In der zweiten Halbzeit ging der jämmerliche Fussball weiter und ich musste mich sogar noch mehr aufregen. Die Schiedsrichterin hiess Nicole Mouidi-Petignat und verweigerte YB einen Penalty. Auf die Distanz zum weiter entfernten Strafraum konnte ich mit meiner ständigen leichten Kurzsichtigkeit nicht erkennen, welcher Spieler gefoult worden war. Aber das Foul an sich war in meinen Augen klar und unstrittig.
Wieso die Schiedsrichterin nicht pfiff, war mir schleierhaft. Admir Smajic war ein sicherer Penaltyschütze. Es hätte 1:1 geheissen, und YB hätte höchstwahrscheinlich gewonnen. Eine Weile lehnten sich die Spieler gegen das Unrecht auf. Der wirblige Stürmer Agent Sawu im Dienste der Berner kam zweimal, eher dreimal gut zum Abschluss. Die Szenen hätten in der Summe eine Hundertprozentige ergeben.
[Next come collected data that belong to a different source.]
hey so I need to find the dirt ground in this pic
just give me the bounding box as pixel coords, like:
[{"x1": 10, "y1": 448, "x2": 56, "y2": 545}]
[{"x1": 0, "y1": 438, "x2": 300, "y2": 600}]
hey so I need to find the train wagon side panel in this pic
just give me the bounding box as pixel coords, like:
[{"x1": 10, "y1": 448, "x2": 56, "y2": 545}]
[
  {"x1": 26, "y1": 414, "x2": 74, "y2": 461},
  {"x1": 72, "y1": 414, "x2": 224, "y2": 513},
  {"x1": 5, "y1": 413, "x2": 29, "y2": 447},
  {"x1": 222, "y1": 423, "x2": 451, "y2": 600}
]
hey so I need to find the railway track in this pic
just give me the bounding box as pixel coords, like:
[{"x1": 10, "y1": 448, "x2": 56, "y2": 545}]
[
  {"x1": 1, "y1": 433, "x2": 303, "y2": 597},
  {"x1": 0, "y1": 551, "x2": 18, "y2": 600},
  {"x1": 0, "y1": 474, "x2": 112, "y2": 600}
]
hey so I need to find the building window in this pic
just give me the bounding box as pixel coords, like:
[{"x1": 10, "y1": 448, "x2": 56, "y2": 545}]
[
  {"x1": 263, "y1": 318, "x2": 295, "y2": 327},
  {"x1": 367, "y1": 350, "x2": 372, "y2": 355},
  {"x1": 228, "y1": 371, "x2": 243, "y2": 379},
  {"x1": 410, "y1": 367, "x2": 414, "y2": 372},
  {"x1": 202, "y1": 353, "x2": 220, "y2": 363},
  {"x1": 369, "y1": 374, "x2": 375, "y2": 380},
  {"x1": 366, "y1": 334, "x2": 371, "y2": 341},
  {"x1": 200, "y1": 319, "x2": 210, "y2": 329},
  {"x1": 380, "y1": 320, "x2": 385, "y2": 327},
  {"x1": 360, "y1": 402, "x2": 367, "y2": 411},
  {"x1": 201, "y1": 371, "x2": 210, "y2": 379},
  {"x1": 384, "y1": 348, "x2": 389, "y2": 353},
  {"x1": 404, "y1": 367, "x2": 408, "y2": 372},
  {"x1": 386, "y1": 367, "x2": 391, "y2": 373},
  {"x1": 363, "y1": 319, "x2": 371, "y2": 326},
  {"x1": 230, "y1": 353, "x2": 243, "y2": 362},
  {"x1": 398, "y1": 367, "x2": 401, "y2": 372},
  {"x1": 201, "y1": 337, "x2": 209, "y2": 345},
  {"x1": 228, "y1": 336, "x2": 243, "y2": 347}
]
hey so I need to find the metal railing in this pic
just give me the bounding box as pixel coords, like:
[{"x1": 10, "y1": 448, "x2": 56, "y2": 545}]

Zwischen dem 0:2 von Thierry Ebe Mitte der zweiten Halbzeit und dem Schlusspfiff war nichts mehr los. Ich harrte aus, bis ich den Schlusspfiff hörte. Ich war nie einer der Zuschauer, die das Wankdorf nach 80 Minuten enttäuscht verliessen.
Auf dem Heimweg gingen mir die Eindrücke des Nachmittags durch den Kopf. Sawus Drittelchancen, 0:2 gegen Etoile Carouge, 3 Grad unter 0 plus Bise, die Preisschilder, Ebe, Petignat, das Wankdorf und sein Zustand, der verunmöglichte Wurstgenuss. Und die offizielle Zuschauerzahl: 1761.
Ich beschloss, dass der 21. November 1999 mein Lebtag der Tiefpunkt des Klubs gewesen sein musste. Es konnte und durfte nicht weiter hinuntergehen.
Heute habe ich immer noch Recht. Im letzten Vorrundenspiel gewann YB in Wil 4:0, Agent Sawu erzielte einen Hattrick. Die NLB-Abstiegsrunde begann bei null. Etoile Carouge stieg mitsamt Ebe in die 1. Liga ab. YB wurde Meister der Abstiegsrunde. In der darauffolgenden Saison stiegen die Young Boys auf. Seither sind sie oben. Und jetzt ganz oben.